BAG: Keine Arbeitsunfähigkeit wegen Unfruchtbarkeit des Partners
Ein Entgeltfortzahlungsanspruch wegen Arbeitsunfähigkeit nach § 3 Abs. 1 Satz 1 EFZG besteht für die Fehltage aufgrund der In-vitro-Fertilisationen nicht, so das Bundesarbeitsgericht. Die Unfruchtbarkeit betrifft nur den Partner der Erzieherin, weswegen sie selbst aber nicht krank i. S. d. Entgeltfortzahlungsgesetzes ist. Der unerfüllte Kinderwunsch ist nur dann eine Krankheit, wenn hierdurch körperliche oder seelische Beeinträchtigungen mit Krankheitswert auftreten. Die In-vitro-Fertilisationen sind zudem keine Heilbehandlung. Heilbehandlungen knüpfen nur an eine eigene Erkrankung an, jedoch nicht an die Erkrankung eines Dritten – wie hier an die Unfruchtbarkeit des Partners. Insgesamt betrifft der Kinderwunsch die individuelle Lebensgestaltung des Arbeitnehmers und nicht das vom Arbeitgeber zu tragende Krankheitsrisiko.

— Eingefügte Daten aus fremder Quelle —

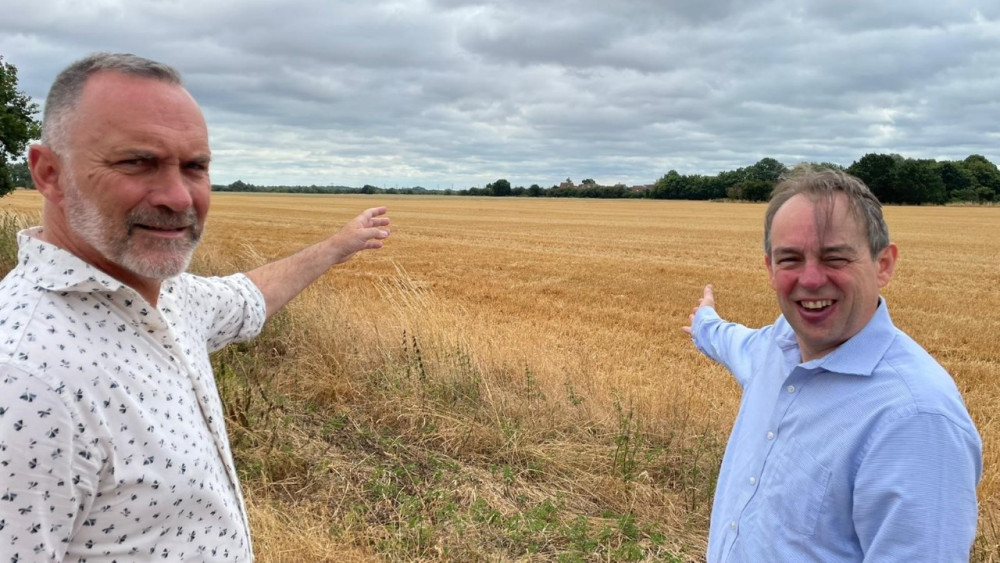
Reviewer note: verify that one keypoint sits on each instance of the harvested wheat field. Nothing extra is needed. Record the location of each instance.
(508, 379)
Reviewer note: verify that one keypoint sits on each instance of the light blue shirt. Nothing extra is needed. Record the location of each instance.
(865, 454)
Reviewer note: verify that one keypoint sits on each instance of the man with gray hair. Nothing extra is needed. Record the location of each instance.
(113, 445)
(851, 443)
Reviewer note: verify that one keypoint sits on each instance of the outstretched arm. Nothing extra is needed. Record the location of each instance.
(707, 300)
(282, 280)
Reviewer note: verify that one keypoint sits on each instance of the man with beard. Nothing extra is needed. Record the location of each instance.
(112, 440)
(851, 443)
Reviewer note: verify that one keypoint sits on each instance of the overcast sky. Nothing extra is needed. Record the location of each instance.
(454, 93)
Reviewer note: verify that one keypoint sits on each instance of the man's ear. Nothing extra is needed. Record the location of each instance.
(45, 169)
(885, 264)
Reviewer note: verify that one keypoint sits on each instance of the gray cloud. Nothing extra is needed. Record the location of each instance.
(445, 93)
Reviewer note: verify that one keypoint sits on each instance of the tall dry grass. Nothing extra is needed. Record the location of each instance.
(507, 379)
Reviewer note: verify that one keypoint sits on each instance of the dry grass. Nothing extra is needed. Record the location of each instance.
(507, 379)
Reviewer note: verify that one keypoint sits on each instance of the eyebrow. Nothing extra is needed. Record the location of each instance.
(840, 248)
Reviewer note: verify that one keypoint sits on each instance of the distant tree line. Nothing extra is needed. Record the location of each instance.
(893, 178)
(241, 186)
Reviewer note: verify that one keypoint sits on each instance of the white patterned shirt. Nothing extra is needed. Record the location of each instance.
(113, 445)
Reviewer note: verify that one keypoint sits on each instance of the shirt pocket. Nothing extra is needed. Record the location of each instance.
(798, 489)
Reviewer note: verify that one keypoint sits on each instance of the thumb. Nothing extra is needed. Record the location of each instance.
(708, 297)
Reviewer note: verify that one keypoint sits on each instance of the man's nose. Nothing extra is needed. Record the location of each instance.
(813, 274)
(172, 190)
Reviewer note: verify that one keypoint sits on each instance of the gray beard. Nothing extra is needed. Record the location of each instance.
(148, 258)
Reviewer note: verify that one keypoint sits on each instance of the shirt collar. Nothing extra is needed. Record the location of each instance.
(52, 268)
(860, 354)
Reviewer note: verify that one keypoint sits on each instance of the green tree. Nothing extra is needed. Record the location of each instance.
(766, 170)
(18, 125)
(500, 188)
(877, 171)
(986, 174)
(918, 181)
(20, 175)
(959, 183)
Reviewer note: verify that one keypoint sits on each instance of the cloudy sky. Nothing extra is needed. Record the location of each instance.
(456, 93)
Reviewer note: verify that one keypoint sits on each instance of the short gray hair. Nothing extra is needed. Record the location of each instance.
(824, 184)
(65, 91)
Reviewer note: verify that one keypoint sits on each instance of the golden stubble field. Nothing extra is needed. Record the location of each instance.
(591, 295)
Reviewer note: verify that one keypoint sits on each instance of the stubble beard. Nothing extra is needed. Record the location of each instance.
(145, 256)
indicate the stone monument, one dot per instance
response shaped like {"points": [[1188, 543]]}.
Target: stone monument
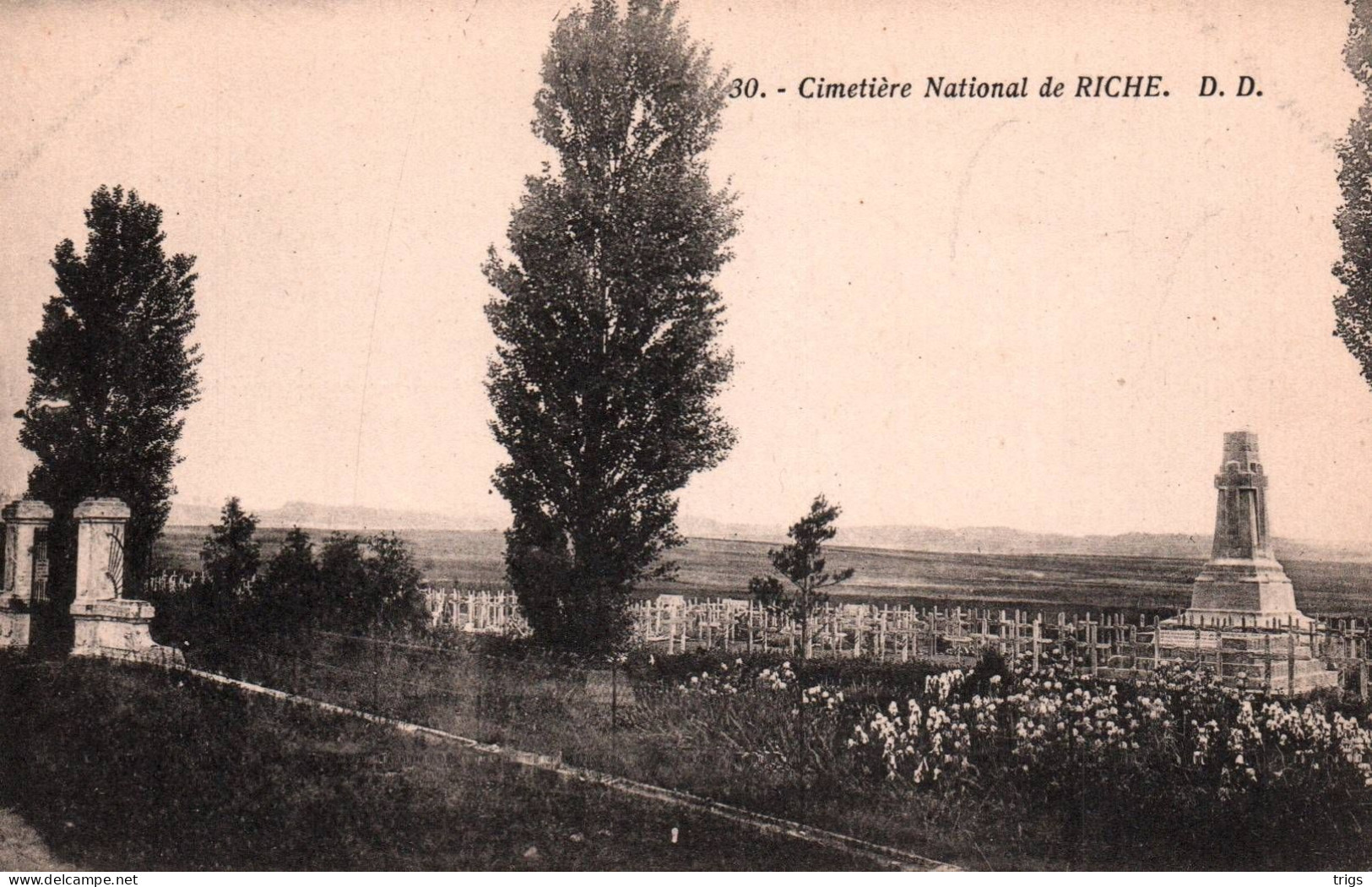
{"points": [[1244, 584], [25, 569], [1244, 621], [106, 623]]}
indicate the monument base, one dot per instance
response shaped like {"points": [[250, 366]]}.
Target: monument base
{"points": [[14, 623], [1245, 592], [118, 629], [1272, 658]]}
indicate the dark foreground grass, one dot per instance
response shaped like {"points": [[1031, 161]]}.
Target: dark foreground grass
{"points": [[127, 768], [764, 750], [559, 707]]}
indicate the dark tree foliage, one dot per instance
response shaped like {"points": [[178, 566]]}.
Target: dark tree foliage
{"points": [[290, 593], [1353, 307], [111, 375], [230, 560], [230, 555], [608, 366], [366, 584], [803, 564]]}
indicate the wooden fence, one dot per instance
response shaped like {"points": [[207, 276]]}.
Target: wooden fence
{"points": [[1097, 641], [906, 630]]}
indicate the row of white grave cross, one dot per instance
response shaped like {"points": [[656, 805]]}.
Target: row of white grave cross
{"points": [[106, 623]]}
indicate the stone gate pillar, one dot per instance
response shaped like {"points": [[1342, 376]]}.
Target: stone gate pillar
{"points": [[24, 520], [107, 623]]}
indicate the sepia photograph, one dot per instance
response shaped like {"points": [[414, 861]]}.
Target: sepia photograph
{"points": [[685, 436]]}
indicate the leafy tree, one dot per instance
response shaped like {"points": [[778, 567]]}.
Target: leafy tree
{"points": [[393, 581], [607, 367], [1353, 307], [801, 563], [342, 582], [230, 555], [230, 559], [368, 584], [290, 590], [111, 375]]}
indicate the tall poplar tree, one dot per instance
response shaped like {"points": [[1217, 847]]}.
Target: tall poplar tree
{"points": [[111, 375], [607, 368], [1353, 307]]}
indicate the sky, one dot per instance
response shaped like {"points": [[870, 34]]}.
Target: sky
{"points": [[950, 312]]}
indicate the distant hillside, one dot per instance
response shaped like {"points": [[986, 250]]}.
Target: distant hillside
{"points": [[914, 538]]}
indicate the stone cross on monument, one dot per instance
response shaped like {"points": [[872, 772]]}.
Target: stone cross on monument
{"points": [[24, 520], [106, 623], [1244, 584]]}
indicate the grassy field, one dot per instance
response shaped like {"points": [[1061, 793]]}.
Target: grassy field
{"points": [[125, 768], [1029, 581]]}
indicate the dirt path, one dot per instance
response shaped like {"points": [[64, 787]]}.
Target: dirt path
{"points": [[22, 849]]}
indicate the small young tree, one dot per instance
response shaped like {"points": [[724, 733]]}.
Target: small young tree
{"points": [[393, 581], [801, 563], [230, 555], [230, 559], [289, 595], [342, 584]]}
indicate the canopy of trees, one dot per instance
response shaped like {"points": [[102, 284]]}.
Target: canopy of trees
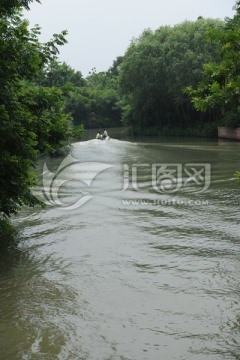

Mutterschutzrecht gilt ab Einsetzen der Eizelle in die Gebärmutter
Bei einer In-vitro-Fertilisation gilt als Beginn der Schwangerschaft das Einsetzen der befruchteten Eizelle in die Gebärmutter. Ab diesem Zeitpunkt findet daher das Mutterschutzrecht Anwendung.